Following formation of a high-K dielectric layer stack to form a portion of a gate structure or capacitor stack, conventional processes are completed to form a MOFSET device structure including, for example, polysilicon layer deposition and etching processes to form e.g., a gate structure.
While not being bound by the following explanation, it is believed that the annealing treatments and plasma assisted plasma treatments incorporate nitrogen into the thermal oxide surface which typically leaves areas on the wafer surface, either unhydroxylated or otherwise rendered hydrophobic and not conducive to ALCVD deposition of high-K binary metal oxides. The annealing and plasma assisted treatments according to preferred embodiments, together with the aqueous NH4OH containing surface treatment produces improved CV results, believed to be due to providing a hydrophilic surface conducive to subsequent ALCVD deposition. An added benefit of the annealing treatments and plasma assisted plasma treatments according to preferred embodiments is the incorporation an amount of nitrogen into the interfacial oxide layer, for example from about 0.5 to about 4 wt % which has the effect of increasing the dielectric constant of the interfacial oxide layer, thereby allowing a thinner high-K dielectric layer stack to be formed, as well as inhibiting growth of the interracial oxide layer during subsequent annealing processes.

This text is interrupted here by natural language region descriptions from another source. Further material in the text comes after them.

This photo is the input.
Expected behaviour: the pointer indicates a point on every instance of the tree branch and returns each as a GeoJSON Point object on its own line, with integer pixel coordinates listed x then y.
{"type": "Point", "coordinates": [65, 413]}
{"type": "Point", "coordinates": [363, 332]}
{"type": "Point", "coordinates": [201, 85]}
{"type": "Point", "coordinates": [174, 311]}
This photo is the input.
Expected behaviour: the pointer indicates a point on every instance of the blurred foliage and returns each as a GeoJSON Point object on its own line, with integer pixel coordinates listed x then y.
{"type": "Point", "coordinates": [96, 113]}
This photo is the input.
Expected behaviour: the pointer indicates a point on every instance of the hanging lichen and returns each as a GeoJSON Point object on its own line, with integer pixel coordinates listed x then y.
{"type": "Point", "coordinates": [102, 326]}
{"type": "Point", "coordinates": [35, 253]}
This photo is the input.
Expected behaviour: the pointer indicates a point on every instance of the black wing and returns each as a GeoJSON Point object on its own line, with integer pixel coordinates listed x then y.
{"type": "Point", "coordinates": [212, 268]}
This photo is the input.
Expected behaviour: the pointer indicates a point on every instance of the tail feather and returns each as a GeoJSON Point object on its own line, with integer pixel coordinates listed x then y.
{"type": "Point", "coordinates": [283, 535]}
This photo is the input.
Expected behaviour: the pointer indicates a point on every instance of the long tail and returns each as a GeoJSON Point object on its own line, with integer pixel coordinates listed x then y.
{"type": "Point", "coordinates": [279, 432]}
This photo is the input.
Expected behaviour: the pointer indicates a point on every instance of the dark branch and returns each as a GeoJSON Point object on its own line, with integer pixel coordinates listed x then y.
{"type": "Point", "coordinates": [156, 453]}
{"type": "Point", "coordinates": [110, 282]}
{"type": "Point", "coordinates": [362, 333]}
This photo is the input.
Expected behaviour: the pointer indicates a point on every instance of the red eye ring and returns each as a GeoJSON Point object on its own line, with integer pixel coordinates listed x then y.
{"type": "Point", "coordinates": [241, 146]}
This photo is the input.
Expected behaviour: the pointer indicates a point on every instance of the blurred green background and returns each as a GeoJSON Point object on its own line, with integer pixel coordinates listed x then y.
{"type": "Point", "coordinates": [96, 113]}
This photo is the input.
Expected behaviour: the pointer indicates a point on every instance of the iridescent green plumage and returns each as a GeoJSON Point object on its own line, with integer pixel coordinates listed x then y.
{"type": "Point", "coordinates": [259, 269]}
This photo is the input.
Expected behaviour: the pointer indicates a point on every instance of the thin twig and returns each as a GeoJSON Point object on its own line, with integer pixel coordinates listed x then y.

While the embodiments illustrated in the Figures and described above are presently preferred, it should be understood that these embodiments are offered by way of example only. The invention is not limited to a particular embodiment, but extends to various modifications, combinations, and permutations as will occur to the ordinarily skilled artisan that nevertheless fall within the scope of the appended claims.